Con información de EFE.
La selección de fútbol de Irán firmó un reñido empate 2-2 frente a Nueva Zelanda en su debut mundialista en el Estadio de Los Ángeles. El disputado compromiso del Grupo G estuvo marcado por el gran desempeño del delantero oceánico Elijah Just, quien anotó un doblete histórico. A pesar del asedio en las áreas, el bando persa demostró una gran fortaleza física sobre el césped para igualar el marcador en dos ocasiones y regalar un partido muy parejo en posesión y llegadas.
El ataque neozelandés sorprendió muy temprano en el minuto 7 tras una asistencia de Chris Wood que congeló las redes del arquero iraní. El conjunto asiático reaccionó con ráfagas ofensivas en las bandas, logrando el empate parcial en el minuto 32 por intermedio del defensor Ramin Rezaeian. Tras el regreso de los vestuarios, Nueva Zelanda retomó la ventaja con el segundo gol de Just al 55, pero el delantero Mohammad Mohebi selló el 2-2 definitivo en el minuto 64 ante una grada llena de aficionados.
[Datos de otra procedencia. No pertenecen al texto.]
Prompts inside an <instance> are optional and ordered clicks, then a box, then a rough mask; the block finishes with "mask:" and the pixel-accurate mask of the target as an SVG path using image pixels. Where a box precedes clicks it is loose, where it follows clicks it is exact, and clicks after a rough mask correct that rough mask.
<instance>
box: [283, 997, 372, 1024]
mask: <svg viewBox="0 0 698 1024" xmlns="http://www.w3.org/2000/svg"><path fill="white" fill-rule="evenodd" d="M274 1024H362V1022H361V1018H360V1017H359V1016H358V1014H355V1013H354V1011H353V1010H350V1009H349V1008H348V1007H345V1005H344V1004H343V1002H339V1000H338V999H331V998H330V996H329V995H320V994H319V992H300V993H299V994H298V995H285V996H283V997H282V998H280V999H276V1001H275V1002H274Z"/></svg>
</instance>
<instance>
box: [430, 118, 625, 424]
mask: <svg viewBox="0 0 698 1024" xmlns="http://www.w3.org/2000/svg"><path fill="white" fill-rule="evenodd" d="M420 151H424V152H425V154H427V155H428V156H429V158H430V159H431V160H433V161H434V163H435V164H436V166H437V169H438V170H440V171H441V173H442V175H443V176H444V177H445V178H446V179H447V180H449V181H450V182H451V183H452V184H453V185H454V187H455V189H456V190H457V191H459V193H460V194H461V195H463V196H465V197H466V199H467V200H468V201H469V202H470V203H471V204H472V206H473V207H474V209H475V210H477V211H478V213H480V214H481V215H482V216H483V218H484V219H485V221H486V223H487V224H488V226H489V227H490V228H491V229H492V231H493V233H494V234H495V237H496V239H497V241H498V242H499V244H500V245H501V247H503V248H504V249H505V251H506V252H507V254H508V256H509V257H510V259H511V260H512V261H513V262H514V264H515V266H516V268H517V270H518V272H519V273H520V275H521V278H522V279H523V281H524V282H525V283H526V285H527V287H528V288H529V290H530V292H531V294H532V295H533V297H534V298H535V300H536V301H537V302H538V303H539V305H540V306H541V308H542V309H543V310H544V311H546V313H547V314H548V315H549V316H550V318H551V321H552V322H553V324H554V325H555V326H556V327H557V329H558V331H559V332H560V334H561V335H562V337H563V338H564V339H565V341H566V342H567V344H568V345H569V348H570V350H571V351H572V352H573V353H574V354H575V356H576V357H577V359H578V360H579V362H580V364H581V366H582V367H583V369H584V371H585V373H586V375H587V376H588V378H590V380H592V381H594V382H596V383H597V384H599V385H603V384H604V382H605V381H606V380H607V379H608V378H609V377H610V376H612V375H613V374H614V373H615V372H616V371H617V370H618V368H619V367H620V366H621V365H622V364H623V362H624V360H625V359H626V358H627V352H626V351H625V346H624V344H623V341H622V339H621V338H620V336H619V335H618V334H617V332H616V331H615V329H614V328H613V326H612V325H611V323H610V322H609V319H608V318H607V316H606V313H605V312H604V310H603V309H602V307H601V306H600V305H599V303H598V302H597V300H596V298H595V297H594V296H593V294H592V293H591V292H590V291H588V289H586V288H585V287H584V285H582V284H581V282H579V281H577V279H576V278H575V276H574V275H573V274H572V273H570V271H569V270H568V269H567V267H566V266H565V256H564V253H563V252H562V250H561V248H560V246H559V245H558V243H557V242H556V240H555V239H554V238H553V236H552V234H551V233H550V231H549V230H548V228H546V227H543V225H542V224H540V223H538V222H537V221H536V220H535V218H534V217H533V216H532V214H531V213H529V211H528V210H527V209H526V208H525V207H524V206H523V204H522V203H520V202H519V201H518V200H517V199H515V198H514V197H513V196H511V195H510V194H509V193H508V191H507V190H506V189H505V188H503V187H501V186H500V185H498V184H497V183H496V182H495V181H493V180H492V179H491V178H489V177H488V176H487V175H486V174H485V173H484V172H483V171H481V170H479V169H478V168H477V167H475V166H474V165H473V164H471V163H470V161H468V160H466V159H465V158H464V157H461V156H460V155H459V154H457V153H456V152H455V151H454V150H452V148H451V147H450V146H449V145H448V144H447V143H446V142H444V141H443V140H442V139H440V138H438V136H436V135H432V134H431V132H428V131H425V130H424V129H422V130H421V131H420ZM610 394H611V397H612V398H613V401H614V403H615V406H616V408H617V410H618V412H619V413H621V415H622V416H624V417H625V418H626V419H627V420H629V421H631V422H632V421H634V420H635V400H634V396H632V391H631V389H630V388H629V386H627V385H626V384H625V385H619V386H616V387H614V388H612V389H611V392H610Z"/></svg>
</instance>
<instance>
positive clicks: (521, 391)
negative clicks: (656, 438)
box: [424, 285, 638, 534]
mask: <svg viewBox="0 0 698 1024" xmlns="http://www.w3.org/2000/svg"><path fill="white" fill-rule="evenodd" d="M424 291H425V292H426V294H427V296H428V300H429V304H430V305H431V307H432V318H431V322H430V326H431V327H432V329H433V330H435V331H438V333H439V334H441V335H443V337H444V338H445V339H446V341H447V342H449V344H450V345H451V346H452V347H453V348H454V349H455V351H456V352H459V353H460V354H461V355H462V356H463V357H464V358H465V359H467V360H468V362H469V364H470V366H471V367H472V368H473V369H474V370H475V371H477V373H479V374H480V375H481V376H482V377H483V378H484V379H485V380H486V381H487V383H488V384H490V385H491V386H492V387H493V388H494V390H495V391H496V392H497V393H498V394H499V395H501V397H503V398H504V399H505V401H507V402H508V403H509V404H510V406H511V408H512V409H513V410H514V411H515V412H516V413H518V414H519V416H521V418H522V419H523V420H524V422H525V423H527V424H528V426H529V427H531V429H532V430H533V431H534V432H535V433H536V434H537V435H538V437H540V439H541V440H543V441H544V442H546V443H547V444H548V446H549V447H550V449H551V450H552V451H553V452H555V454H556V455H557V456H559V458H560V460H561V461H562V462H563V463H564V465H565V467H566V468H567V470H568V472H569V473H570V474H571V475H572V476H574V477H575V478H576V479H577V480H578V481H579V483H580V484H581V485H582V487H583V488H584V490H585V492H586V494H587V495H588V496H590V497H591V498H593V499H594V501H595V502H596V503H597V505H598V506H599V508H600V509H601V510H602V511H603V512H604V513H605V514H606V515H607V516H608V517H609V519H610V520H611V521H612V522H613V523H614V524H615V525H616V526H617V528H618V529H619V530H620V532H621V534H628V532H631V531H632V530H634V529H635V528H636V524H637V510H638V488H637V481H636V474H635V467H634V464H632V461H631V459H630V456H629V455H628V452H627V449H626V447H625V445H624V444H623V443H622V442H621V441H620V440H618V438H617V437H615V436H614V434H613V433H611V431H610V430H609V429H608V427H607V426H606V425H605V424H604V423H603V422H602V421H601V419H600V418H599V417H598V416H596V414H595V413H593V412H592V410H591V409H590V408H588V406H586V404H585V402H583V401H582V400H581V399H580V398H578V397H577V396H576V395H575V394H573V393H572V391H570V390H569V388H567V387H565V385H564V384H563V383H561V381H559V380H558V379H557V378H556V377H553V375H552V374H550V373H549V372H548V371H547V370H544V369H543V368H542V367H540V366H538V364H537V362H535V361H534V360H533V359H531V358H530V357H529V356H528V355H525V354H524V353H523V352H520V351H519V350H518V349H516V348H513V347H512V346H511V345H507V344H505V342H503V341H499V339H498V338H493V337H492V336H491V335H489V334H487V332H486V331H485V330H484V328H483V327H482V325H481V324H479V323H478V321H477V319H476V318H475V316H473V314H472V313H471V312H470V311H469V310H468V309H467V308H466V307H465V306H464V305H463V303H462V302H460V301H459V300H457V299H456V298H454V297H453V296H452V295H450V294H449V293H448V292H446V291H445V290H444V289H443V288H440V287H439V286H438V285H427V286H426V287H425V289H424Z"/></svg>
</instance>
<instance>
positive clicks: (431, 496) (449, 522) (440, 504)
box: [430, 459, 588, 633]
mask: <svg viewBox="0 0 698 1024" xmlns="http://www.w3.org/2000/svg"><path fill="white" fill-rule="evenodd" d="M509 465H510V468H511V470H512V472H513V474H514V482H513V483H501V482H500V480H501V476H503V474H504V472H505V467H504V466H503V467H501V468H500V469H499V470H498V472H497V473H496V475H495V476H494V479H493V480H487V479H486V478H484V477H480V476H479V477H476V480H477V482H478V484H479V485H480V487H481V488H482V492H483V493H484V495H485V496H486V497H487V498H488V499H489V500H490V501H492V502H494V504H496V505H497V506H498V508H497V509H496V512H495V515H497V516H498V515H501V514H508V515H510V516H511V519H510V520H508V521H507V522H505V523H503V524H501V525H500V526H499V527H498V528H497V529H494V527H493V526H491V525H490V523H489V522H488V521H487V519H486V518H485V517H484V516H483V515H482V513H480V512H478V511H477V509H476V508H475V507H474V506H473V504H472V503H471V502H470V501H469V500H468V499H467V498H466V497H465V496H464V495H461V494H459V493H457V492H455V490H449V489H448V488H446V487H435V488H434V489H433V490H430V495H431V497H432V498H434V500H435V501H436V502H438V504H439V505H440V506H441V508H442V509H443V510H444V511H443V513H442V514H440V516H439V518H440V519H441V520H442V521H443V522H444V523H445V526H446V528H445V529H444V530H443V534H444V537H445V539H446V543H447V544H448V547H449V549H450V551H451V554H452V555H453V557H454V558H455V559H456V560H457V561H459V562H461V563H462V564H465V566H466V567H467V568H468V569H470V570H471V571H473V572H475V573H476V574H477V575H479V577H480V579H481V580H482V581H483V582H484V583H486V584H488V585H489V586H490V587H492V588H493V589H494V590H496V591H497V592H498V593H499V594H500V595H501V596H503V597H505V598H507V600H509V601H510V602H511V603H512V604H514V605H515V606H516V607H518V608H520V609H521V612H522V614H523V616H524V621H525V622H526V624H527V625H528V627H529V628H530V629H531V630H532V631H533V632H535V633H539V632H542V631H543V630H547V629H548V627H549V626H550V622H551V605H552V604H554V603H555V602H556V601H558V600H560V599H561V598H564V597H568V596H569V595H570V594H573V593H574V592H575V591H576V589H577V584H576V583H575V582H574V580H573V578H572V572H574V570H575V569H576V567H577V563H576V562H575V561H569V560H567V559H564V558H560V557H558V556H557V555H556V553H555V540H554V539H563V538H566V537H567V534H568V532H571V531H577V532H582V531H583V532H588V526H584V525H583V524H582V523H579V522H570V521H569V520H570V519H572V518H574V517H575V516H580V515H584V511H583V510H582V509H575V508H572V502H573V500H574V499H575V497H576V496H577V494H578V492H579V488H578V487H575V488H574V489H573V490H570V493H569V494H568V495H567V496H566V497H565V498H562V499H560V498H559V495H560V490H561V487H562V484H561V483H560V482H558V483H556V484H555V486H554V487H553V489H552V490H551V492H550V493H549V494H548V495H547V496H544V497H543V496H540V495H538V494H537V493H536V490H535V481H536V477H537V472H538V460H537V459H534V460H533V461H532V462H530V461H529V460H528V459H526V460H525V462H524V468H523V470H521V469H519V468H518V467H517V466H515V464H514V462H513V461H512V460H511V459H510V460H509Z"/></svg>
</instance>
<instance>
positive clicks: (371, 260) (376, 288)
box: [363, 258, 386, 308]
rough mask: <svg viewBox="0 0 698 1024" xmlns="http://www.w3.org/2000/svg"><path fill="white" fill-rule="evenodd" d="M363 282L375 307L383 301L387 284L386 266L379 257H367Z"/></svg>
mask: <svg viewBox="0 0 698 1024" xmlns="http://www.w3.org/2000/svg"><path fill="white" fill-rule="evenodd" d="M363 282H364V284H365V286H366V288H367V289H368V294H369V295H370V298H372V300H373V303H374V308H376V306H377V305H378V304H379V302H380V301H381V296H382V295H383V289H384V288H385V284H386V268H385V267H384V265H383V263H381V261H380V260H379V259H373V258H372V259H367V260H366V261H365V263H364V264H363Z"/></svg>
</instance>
El choque se desarrolló en un ambiente pacífico y bajo estrictos operativos de resguardo, conviviendo en las gradas fanáticos a favor y en contra del régimen de Teherán. El seleccionador de Irán, Amir Ghalenoei, arremetió duramente contra los controles de la FIFA y el gobierno de Washington tras finalizar el compromiso. El director técnico denunció ante el noticiero que las autoridades fronterizas los trataron con opresión al obligarlos a abandonar el país de forma inmediata en lugar de dejarlos descansar.
Las quejas surgen debido a las severas restricciones de visados aplicadas por el Servicio de Aduanas de EE. UU. contra la delegación de la República Islámica. Las pasarelas migratorias obligaron al equipo a instalar su base de concentración en las canchas de Tijuana, México, otorgándoseles permisos limitados para pernoctar solo una noche en suelo norteamericano previo a los partidos. Los oficiales de ICE vigilaron que el plantel abordara los vuelos chárter de regreso a la frontera mexicana de forma inmediata al acabar el juego.